After years of advocating, a bill to repeal two benefits-reducing provisions of Social Security appears closer than ever to the finish line.
Reps. Abigail Spanberger (D-Va.) and Garret Graves (R-La.) officially filed a discharge petition Tuesday morning, aiming to push their Social Security Fairness Act to a House floor vote.
The legislation looks to repeal two Social Security provisions — the Windfall Elimination Provision (WEP) and the Government Pension Offset (GPO) — which for decades have reduced and in some cases eliminated Social Security benefits for certain federal retirees and other public servants, as well as their spouses, widows and widowers.
Since Spanberger and Graves reintroduced the bill in January 2023 for the 118th Congress, the bipartisan legislation has gained 326 House cosponsors, making it one of the most highly supported bills in all of Congress. The discharge petition that the lawmakers filed this week requires 218 signatures — a simple House majority — to force a floor vote.
“We cannot drag our feet on addressing this basic issue of fairness,” Spanberger and Graves said in a press statement Tuesday. “With broad support from lawmakers on both sides of the aisle, we must use every mechanism available to us to finally right this wrong.”
While the members have been pushing for months for a vote on the House bill, the Senate companion bill to the Social Security Fairness Act has similarly received growing attention. In August, Sens. Sherrod Brown (D-Ohio) and Susan Collins (R-Maine), the original cosponsors of the bill, urged Senate leaders to move the legislation to a floor vote as well.

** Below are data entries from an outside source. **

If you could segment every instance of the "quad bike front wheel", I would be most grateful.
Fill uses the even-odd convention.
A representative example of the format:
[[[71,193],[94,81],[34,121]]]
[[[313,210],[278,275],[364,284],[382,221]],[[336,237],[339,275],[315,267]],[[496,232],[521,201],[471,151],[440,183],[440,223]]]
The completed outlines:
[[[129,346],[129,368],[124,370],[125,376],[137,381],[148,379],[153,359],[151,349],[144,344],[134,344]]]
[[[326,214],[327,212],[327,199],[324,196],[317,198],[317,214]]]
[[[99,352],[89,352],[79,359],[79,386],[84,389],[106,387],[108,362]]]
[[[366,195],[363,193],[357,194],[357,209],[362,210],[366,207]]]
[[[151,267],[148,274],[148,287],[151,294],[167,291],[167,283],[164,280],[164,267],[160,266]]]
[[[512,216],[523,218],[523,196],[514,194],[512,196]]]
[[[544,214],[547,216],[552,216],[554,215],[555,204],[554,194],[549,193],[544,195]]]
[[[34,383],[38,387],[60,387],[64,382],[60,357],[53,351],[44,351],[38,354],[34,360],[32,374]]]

“Our Social Security Fairness Act now has a total of 62 bipartisan cosponsors, indicating it is strongly positioned to overcome a filibuster and move quickly,” the pair of lawmakers wrote in an Aug. 7 letter. “It is clear to a bipartisan majority of the U.S. Senate and our constituents that these provisions are patently unfair and must be repealed.”
Specifically, WEP reduces Social Security benefits for anyone who receives an annuity from their time spent working in government, but who also worked in a Social Security-covered job, usually a private sector job. WEP can reduce benefits by nearly $600 per month, and it impacts roughly two million individuals, including federal employees and retirees in the Civil Service Retirement System (CSRS).
GPO, on the other hand, impacts Social Security benefits for the spouses, widows or widowers of any individual who receives a government pension. If two-thirds of the pension is higher than the value of the Social Security payment, then GPO will fully eliminate the benefit.
Since the reintroduction of the Social Security Fairness Act this Congress, both chambers have held multiple hearings to consider the bill and other potential alternatives to addressing reforms for WEP and GPO.
Though the Social Security Fairness Act has seen the most support on Capitol Hill, it isn’t the only pending legislation aiming to address the WEP and GPO. Other lawmakers have introduced bills looking to keep the two provisions intact and reform their calculations, rather than fully repealing them.
The Equal Treatment of Public Servants Act and the Public Servants Protection and Fairness Act, both introduced this Congress, would operate slightly differently from one another, but either bill would provide at least some relief to CSRS annuitants.
The National Active and Retired Federal Employees Association (NARFE), a long-time advocate of a full repeal of WEP and GPO, said the two provisions are unfair to public servants, and cause financial hardship and uncertainty in retirement. NARFE is now urging all House lawmakers to sign the discharge petition.
“With the clock ticking on additional action prior to the election and the close of Congress, it is now time for the 326 cosponsors who support this bill to show their voters they mean what they say,” NARFE National President William Shackelford wrote Monday in a letter addressed to House members. “These penalties result in thousands of dollars in lost benefits every year simply because these workers chose to serve their nation, state or local community.”